Sauvage Taïga

Se nourrir dans la Taïga

Poisson qui sèche au vent

Nourrir le corps... Loin des supermarchés!

La diète sauvage dans la Taïga et la Toundra est simple : poissons, viandes, baies, champignons, plantes sauvages. Il s'agit d'une diète cétogène, basée sur les graisses et les protéines, les vitamines, fibres et minéraux. Cette diète ne comporte quasiment aucun sucre, ni lent, ni rapide, aussi appelé carbohydrate (très peu dans les baies et les pignons de cèdre). Elle est donc complètement éloigné de la diète de l'homme moderne, qui elle est principalement basée sur les carbohydrates: sucres, céréales en tout genre, légumineuses, féculents...

Les expériences de vie sauvage mon permis de vivre cette diète pleinement, avec parfois plusieurs mois de nourriture uniquement sauvage. Je rapporte ici un peu de mon expérience concernant ce thème qui me passionne. Dans mes aventures l'autonomie alimentaire est un but en soit qui crée un lien fort avec la nature, je deviens dépendant d'elle, au même titre que tout les êtres y vivant. Cette article peut aussi permettre à ceux qui souhaitent se joindre à une expédition, de pouvoir mieux se préparer.

Les immersions et expéditions sont principalement basés sur la pêche et la cueillette, mais aussi sur le jeûne, parce que le jeûne est indissociable de la diète sauvage, il prend part dans l'équilibre abstinence-abondance. L'abstinence survient lorsqu'il n'y a pas, que ce n'est pas la saison, ou le bonne endroit, ou que l'on a raté sa proie. L'abstinence est tout à fait naturelle, pourtant nous en avons perdu l'habitude. C'est lorsque la nourriture est rare que je la savoure le plus. Si se nourrir est un acte primitif, nécessaire (?...), il n'est pour autant pas anodin. Il s'agit de prendre la vie d'une plante, d'un animal, pour soi-même rester en vie.

Je prépare les longues immersions en Sibérie et en Scandinavie en alternant des jeûnes intermittents (manger une fois par jour) et en diminuant le plus possible tout les carbohydrates. J'essaie aussi de ne plus consommer ce qui est pour moi assez excitant et addictif, le café, le thé et le sucre.

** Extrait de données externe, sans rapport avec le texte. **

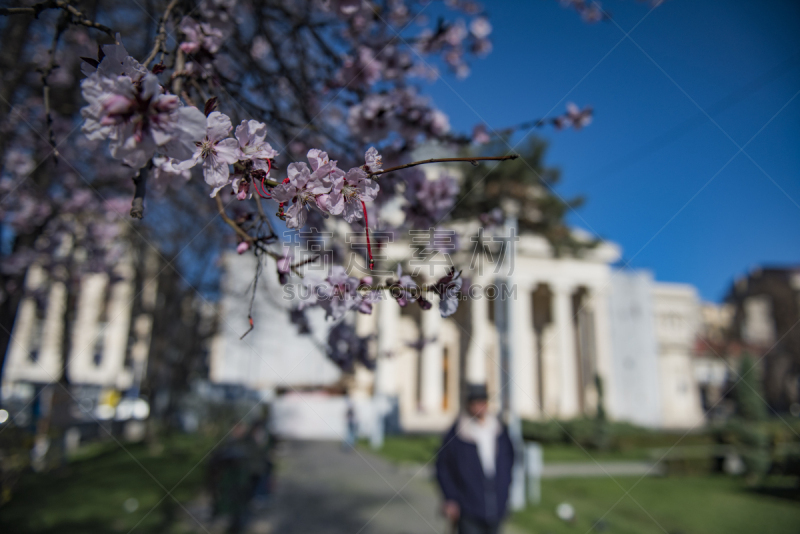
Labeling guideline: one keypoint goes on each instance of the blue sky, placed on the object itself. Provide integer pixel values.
(652, 164)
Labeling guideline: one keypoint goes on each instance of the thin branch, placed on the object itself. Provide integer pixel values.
(75, 16)
(473, 160)
(140, 183)
(230, 222)
(161, 38)
(51, 66)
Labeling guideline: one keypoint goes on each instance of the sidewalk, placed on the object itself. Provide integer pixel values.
(322, 489)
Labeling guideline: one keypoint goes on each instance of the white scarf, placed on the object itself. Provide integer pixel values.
(484, 435)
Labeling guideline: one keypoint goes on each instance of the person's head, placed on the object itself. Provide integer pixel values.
(477, 401)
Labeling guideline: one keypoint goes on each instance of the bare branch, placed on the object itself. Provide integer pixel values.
(75, 16)
(161, 37)
(140, 183)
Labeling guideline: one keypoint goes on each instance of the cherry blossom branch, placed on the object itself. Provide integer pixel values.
(140, 184)
(75, 16)
(473, 160)
(230, 222)
(161, 37)
(51, 66)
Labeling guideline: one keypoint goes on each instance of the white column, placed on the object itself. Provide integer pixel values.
(602, 329)
(568, 402)
(476, 353)
(388, 349)
(431, 383)
(523, 390)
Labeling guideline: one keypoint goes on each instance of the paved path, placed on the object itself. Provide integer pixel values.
(322, 489)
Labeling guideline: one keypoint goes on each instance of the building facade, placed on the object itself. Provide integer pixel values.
(577, 332)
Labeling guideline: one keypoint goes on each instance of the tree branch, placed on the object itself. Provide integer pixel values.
(75, 16)
(474, 161)
(161, 37)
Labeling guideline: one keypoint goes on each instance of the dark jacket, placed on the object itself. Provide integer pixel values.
(461, 477)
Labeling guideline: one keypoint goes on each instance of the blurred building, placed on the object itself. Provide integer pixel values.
(579, 332)
(99, 349)
(765, 313)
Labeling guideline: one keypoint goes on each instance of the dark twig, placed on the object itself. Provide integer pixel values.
(51, 66)
(161, 37)
(75, 16)
(473, 160)
(140, 183)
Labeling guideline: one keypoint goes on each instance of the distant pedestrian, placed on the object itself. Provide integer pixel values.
(474, 468)
(233, 474)
(352, 428)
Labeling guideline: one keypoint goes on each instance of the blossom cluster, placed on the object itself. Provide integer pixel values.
(128, 106)
(322, 185)
(339, 293)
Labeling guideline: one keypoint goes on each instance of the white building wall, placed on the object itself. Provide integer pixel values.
(19, 366)
(678, 320)
(636, 394)
(273, 354)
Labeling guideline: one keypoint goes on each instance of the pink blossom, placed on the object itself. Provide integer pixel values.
(166, 175)
(374, 162)
(252, 145)
(480, 27)
(447, 288)
(217, 151)
(356, 188)
(128, 106)
(403, 290)
(308, 187)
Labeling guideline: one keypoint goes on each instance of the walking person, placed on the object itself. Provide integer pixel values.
(473, 468)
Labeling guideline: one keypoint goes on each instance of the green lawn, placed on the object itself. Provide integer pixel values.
(420, 449)
(687, 505)
(703, 504)
(88, 495)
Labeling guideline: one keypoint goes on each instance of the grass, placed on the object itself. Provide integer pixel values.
(89, 493)
(702, 504)
(687, 505)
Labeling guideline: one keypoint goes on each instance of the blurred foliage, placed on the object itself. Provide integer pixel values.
(712, 504)
(89, 495)
(526, 180)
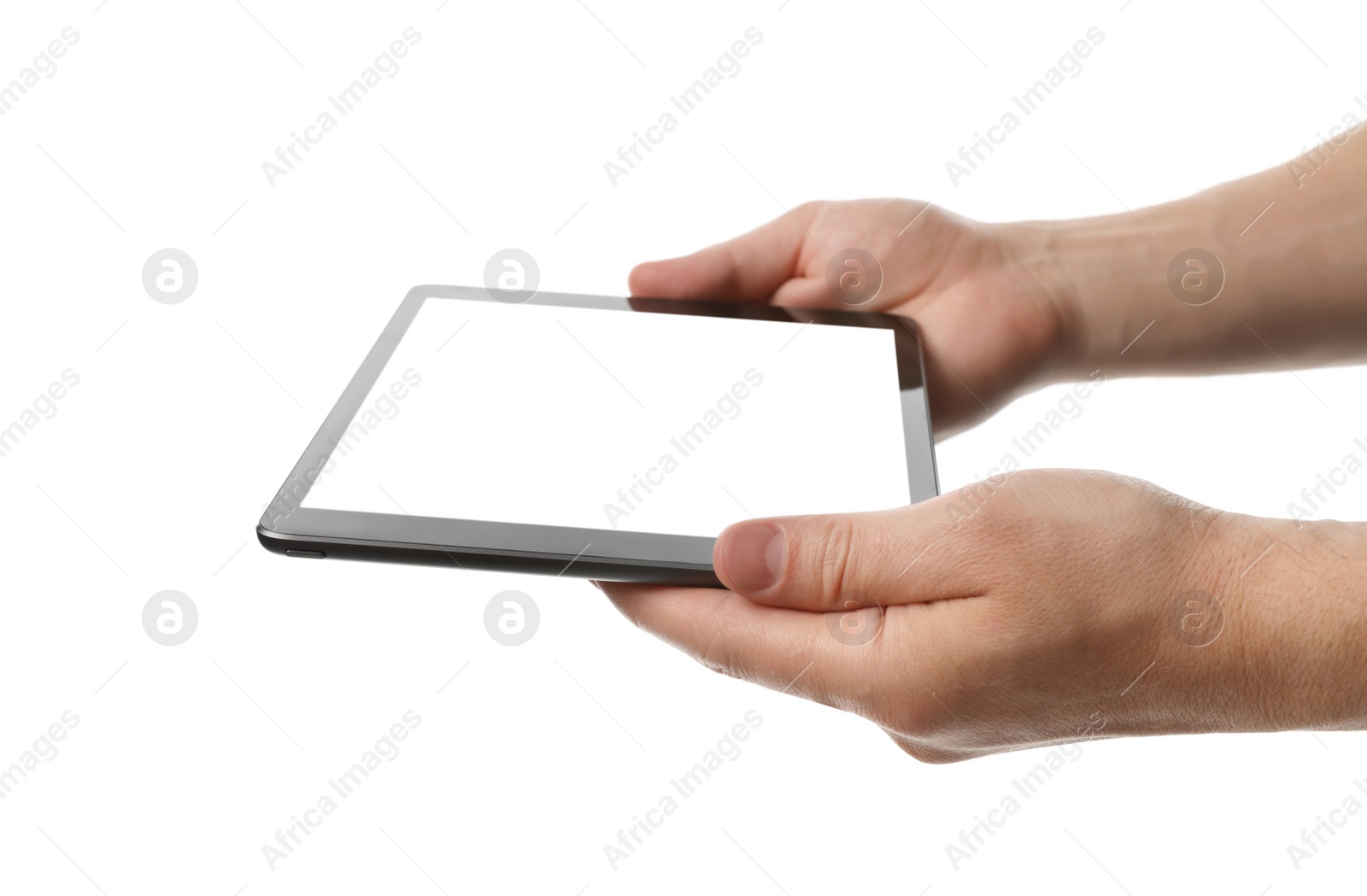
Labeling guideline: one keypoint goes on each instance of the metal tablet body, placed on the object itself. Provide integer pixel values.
(555, 435)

Pendant l'aventure, lorsque le corps se nourrit uniquement des ressources sauvage, j'observe souvent le même rythme d'adaptation:

1: Enthousiasme du début de l'aventure, grande fatigue le soir, besoin de me coucher tôt et de dormir beaucoup.

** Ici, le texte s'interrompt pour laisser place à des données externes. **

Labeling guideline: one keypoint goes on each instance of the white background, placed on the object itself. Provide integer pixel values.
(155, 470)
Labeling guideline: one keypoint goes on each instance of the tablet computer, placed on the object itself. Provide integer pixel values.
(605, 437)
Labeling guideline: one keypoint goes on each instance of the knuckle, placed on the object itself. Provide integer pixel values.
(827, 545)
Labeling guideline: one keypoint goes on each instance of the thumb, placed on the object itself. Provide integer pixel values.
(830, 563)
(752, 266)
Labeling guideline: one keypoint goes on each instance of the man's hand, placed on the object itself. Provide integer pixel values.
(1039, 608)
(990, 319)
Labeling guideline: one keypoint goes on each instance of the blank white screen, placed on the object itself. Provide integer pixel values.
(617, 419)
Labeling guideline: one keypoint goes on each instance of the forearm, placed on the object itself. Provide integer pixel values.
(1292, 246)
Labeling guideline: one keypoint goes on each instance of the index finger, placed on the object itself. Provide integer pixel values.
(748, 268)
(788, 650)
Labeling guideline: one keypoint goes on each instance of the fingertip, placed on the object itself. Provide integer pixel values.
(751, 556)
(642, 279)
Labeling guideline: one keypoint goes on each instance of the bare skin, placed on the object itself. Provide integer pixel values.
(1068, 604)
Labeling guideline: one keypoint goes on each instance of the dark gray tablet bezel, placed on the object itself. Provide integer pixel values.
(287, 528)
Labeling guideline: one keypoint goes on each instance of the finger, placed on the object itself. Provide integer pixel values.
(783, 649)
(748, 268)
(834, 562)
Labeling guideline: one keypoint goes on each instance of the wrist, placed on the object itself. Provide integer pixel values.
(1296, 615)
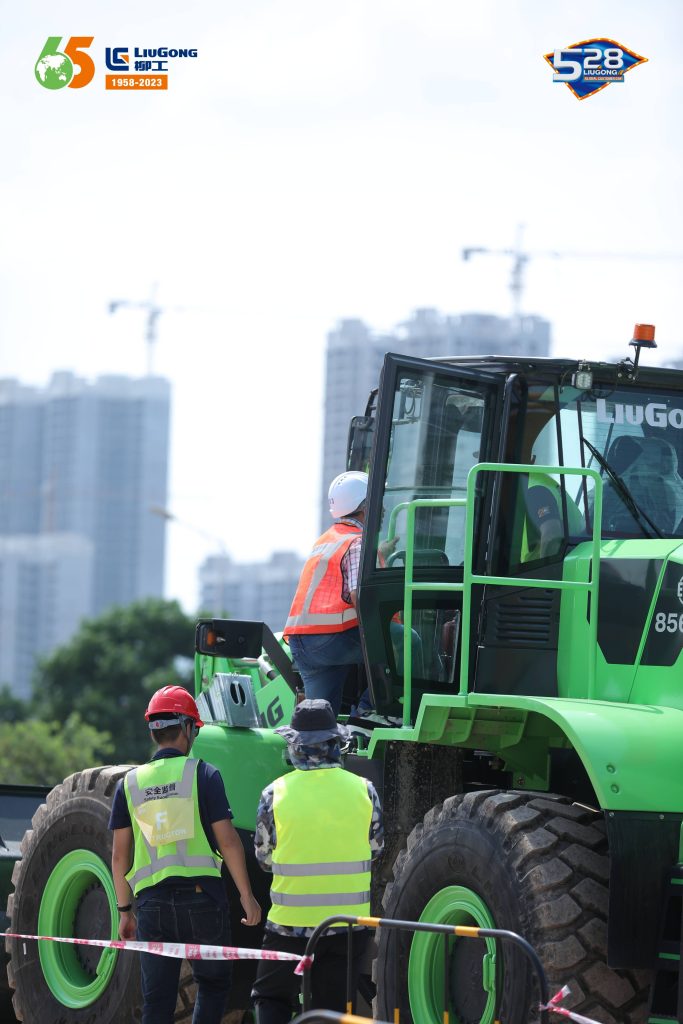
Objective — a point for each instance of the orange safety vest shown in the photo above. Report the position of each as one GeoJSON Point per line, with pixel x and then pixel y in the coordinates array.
{"type": "Point", "coordinates": [317, 604]}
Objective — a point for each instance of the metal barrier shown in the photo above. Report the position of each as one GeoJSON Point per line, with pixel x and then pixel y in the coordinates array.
{"type": "Point", "coordinates": [462, 931]}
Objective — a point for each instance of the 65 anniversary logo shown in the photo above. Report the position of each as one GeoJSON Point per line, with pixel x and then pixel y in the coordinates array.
{"type": "Point", "coordinates": [72, 66]}
{"type": "Point", "coordinates": [592, 65]}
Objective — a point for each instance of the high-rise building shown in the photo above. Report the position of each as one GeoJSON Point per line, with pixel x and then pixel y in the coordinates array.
{"type": "Point", "coordinates": [257, 591]}
{"type": "Point", "coordinates": [355, 353]}
{"type": "Point", "coordinates": [45, 591]}
{"type": "Point", "coordinates": [89, 460]}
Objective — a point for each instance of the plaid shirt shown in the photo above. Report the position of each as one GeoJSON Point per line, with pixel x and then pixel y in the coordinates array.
{"type": "Point", "coordinates": [350, 563]}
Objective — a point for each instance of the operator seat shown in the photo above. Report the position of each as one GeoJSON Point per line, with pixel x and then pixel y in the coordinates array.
{"type": "Point", "coordinates": [648, 466]}
{"type": "Point", "coordinates": [654, 482]}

2: L'effort physique intense devient pénible, le corps à froid, courbatures fréquentes, besoin de boire beaucoup, lèvres sèches, bouche pâteuse, urines foncées en particulier le matin. Grandes faims. Il m'arrive souvent de ne pas aller à la toilette pendant plus d'une semaine. Besoin de dormir encore plus et même de faire des siestes. Sommeil lourd. Le mental doit prendre relais pour que le corps tienne, la force doit venir de l'intérieur. Le corps se met à utiliser toutes ses réserves. C'est le grand nettoyage.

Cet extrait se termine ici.